One thing which is nice though, is how to prove Turing completeness. First, there's a somewhat trivial argument that the Dot notation and evaluation is Turing complete, since S and K are trivially expressible, and eager evaluation will, by the confluency theorem, normalize terminating computations.
But, I wonder, is that good enough? I am not sure I actually proved Turing completeness that manner since I only showed it then for terminating terms. It would be better to show that it is possible to restate S and K such, that the eager reduction of those will correspond to the lazy evaluation of the original symbols.
I.e., K can be expressed as [K x y] = [@ x] and S can be expressed as [S x y z] = [@ x z .] [@ y z]. It should be easy to restate them lazily, since it is well known how to defer evaluation in an eager language by abstracting terms and suspending evaluation until a dummy argument is supplied. So, I am looking at S' and K' which would do that, or possibly, by restating the evaluation of application to a lazy form.
Below, my funny thoughts using Blogger as a scratch pad. Don't read if you don't like hazy thoughts.
So, an initial thought, since lazy evaluation reduces the head of an expression, which should be equivalent to reducing the last term in the Dot notation, K' should become [K' x y d] = [@ x d], but what should S' be?
Tinkering further, A for lazy apply should become, [A x y d] = [@ . y d] [@ x d]? Hmm, shallow encoding doesn't work...? Tinkering along, see no reason shallowness shouldn't work, apply should do it... Maybe need a defer operator and express it in SKI directly? [D f d] = [@ f]?
Lemme see, I think I nailed it. First, I need to show that SKI can be translated to a deferred term such that when that term is applied to a dummy argument, we get the original term back. Second, I'll need to show that that term eager reduced is equivalent to lazy reducing the original term.

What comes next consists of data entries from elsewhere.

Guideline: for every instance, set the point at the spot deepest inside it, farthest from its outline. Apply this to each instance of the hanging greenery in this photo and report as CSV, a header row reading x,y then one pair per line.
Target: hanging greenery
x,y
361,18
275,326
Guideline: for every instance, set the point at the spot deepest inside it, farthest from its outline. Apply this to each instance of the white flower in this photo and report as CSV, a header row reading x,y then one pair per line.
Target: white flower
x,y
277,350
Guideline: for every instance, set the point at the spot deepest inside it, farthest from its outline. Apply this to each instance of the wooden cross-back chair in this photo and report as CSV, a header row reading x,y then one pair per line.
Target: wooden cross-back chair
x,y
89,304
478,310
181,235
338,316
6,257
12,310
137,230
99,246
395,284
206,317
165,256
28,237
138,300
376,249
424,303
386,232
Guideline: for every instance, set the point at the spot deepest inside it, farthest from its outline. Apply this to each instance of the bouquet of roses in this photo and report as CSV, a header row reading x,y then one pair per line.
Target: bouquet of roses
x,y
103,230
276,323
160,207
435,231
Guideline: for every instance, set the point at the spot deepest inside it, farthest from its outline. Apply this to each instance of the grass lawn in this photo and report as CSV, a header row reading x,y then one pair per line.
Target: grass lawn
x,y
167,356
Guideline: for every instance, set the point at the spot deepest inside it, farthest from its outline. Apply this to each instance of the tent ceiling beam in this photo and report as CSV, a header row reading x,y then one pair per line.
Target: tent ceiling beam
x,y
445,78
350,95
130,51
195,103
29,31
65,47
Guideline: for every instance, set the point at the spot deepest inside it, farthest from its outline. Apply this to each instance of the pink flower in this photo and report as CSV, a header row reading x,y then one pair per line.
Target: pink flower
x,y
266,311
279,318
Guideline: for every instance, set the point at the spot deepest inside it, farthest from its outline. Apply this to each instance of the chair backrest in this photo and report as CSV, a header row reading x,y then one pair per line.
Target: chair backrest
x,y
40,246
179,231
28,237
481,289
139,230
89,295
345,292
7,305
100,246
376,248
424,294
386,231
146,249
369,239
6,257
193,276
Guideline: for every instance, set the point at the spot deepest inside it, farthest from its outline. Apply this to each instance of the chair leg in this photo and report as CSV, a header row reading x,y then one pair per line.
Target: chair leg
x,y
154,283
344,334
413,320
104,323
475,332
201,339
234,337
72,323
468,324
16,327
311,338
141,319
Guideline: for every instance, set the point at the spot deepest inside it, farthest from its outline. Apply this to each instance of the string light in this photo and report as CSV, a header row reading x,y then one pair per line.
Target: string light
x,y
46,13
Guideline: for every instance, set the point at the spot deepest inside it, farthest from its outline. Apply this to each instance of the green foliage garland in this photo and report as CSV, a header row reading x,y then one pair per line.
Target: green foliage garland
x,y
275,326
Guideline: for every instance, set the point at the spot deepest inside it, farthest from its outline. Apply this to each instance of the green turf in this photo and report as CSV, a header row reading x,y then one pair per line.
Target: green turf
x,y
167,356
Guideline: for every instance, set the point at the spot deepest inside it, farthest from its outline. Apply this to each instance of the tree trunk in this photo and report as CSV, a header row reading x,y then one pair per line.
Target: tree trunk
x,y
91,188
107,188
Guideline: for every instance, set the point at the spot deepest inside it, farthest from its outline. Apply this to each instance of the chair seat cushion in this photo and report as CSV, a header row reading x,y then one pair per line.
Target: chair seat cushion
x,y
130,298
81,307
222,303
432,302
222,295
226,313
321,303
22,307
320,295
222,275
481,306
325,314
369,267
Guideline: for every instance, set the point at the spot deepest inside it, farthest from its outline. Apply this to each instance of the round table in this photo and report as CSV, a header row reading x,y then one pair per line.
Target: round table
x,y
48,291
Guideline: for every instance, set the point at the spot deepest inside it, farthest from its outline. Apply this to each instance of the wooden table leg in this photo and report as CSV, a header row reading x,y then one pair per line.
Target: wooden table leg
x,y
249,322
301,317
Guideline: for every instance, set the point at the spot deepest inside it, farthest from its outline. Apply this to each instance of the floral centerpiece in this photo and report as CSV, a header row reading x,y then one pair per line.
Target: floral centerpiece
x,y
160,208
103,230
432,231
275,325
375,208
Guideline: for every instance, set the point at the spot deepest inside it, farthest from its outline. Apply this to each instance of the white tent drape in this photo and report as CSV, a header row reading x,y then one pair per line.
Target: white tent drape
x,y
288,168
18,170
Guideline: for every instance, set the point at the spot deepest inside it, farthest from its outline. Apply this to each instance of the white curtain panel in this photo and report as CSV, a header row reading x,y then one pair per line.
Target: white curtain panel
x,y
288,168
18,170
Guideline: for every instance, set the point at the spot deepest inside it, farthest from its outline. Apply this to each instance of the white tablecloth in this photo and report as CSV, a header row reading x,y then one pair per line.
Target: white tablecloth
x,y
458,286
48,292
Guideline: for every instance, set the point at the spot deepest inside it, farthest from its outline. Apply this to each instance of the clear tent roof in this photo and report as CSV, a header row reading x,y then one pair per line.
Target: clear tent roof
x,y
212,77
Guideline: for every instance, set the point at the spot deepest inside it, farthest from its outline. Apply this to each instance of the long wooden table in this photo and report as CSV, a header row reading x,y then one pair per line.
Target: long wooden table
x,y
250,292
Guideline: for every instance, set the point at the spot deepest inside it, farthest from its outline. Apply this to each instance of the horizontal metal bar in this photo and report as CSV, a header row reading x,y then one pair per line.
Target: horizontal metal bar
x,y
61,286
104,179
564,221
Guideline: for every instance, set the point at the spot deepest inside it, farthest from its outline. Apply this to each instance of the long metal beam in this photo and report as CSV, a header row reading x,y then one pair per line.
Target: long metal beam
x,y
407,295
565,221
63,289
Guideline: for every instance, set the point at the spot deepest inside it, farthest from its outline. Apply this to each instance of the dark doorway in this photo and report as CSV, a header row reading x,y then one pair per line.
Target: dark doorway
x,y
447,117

So, let A x y d = (let x' = (x d) in x' (y d)), making the evaluation order explicit, and let D f d = f. Then let the translation function T be defined as: T(K) = D K, T(S) = D S, and T(x y) is A (T(x)) (T(y)). Then, T(E) d = E, since:
- T(K) d = D K d = K
- T(S) d = D S d = S
- T(x y) d = A (T(x)) (T(y)) d = (let x' = (T(x) d) in x' (T(y) d)) = (T(x) d) (T(y) d), thus by induction is (x y).